Ich kannte dieses Gesicht. Es war das Gesicht, nach dem wir auf unserer Reise nach Gad’s Valley und wieder zurück in New Fiddleham vergeblich gefahndet hatten. Es war das Gesicht, in das unsere Klientin, die arme Mrs Beaumont, im Sterben als Letztes geblickt hatte. Ich sah, wie sich seine blassen Lippen zu einem verschlagenen Grinsen verzogen.

»Klingt das nicht aufregend?«, sagte der leichenbleiche Mann.

3

»Du hast ihn gekannt?«, keuchte ich, als der dämmrige Raum verschwand und Jackabys Arbeitszimmer wieder zum Vorschein kam, durch dessen Fenster die Mittagssonne hereinströmte. Abrupt stand ich aus dem Ledersessel auf und bereute meine Entscheidung sofort. Mein Blick verschwamm und mir wurde schwindelig. Ich setzte mich wieder hin.

Jenny schwebte silbrig und durchscheinend vor mir in der Luft. Bis gerade eben hatte sie noch glücklich gestrahlt, aber ihr Lächeln verblasste zusehends. »Wen gekannt?«

Ich atmete tief ein und aus und hielt mich an den Armlehnen fest, um nicht aus dem Sessel zu kippen. Allmählich drehte sich meine Umgebung etwas weniger schnell und die Taubheit wich aus meinem Körper. »Wie bin ich denn … warst du die ganze Zeit in meinem Körper, während ich im Sessel saß, Jenny?«

Sie nickte, aber aller Stolz war aus ihrem Gesicht gewichen. »Ich kannte wen, Abigail?«

»Diesen Mann. Den auf der Fotografie.«

Diesmal erhob ich mich vorsichtiger und trat an den Schreibtisch zu Jennys geöffneter Akte. Meine Schläfen pochten und der Raum schien langsam trudelnd zum Stehen zu kommen. Während ich noch versuchte, mein Gleichgewicht wiederzufinden, war Jenny neben mich geschwebt. Als meine Umgebung endlich aufhörte, sich zu drehen, schaute ich auf und sah, dass Jenny den Blick unverwandt auf eine der Fotografien gerichtet hielt. Ihre durchscheinende Hand strich über das Bild ihrer ausgestreckt auf den Bodendielen ihres Zimmers liegenden Leiche.

»Jenny …«

»Dieses Medaillon hat mir Howard geschenkt«, sagte sie. »Es ist nicht mehr da. Ich habe es im ganzen Haus gesucht. Innen hatte es eine Gravur: ›Von Howard, in Liebe‹. Nichts Besonderes, bloß ein kleiner Anhänger aus Zinn, aber es sind stets die kleinen Dinge, die man vermisst.«

»Bleib bei mir, Jenny«, sagte ich sanft. »Bitte. Es ist wichtig.«

Sie löste den Blick von der Fotografie. »Ich bin bei dir, Abigail.«

Ich nahm das Bild von dem bleichen Mann aus der Akte und hielt es hoch, damit sie es betrachten konnte. Es war grobkörnig und hatte einen sepiabraunen Farbstich, aber das Gesicht darauf war unverwechselbar. Ich hatte diesen Mann an der Straßenecke stehen und zu meinem Fenster hochstarren sehen und dann noch einmal, als er auf der Schwelle zum Bahnsteig herumlungerte. Nun hatte ich ihn in Jennys Erinnerung aus nächster Nähe gesehen und nicht ein Haar an ihm hatte sich in den vergangenen zehn Jahren verändert.
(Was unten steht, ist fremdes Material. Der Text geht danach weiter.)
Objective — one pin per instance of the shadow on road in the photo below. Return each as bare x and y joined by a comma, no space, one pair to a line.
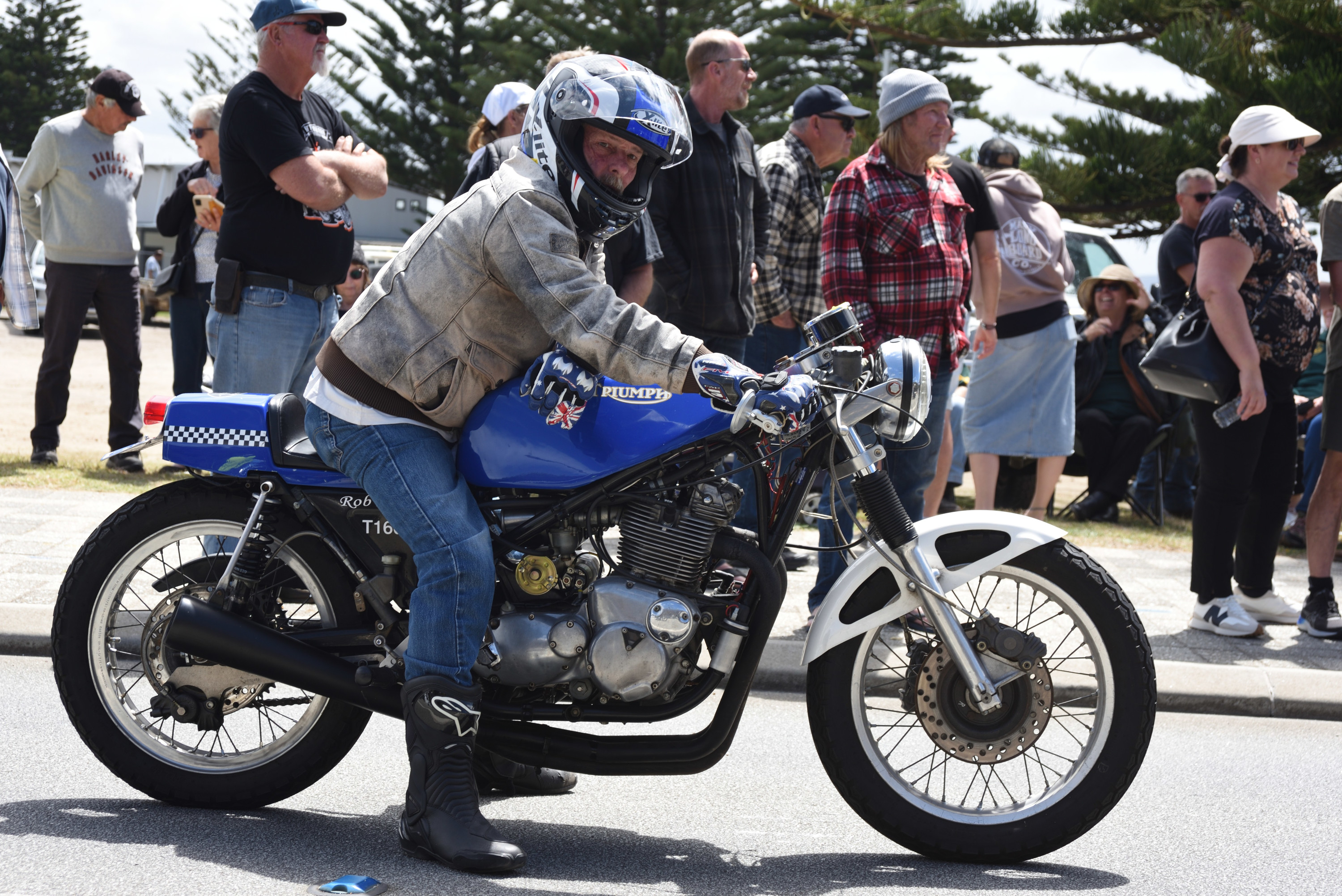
305,847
Auf der Fotografie stand der bleiche Mann im Vordergrund und lächelte eingebildet. Er war nicht allein. Im Hintergrund sah man fünf Männer um einen Arbeitstisch in einem Gebäude versammelt, das eine Fabrik zu sein schien. Heller Lampenschein beleuchtete ihre Gesichter und warf scharfe Schatten an die Mauer hinter ihnen. Die Männer trugen dunkle Arbeitsschürzen, dicke Handschuhe und getönte Schutzbrillen, die sie sich auf den Kopf hochgeschoben hatten. Der Mann in der Mitte war Howard Carson.

Es gab keine anderen Bilder von Howard im Haus – weder an den Wänden in Jennys Zimmer noch auf ihrem Nachttisch. Sie sprach liebevoll, aber selten von ihm und stets mit einer gewissen Bangigkeit, als würde sie sehr behutsam um einen Bluterguss herumtasten.

Am unteren Bildrand standen eng geschrieben sechs Worte: Für die Nachwelt. Die bescheidenen Anfänge…

»Er hat mit meinem Verlobten zusammengearbeitet.« Jennys Stimme war ruhig.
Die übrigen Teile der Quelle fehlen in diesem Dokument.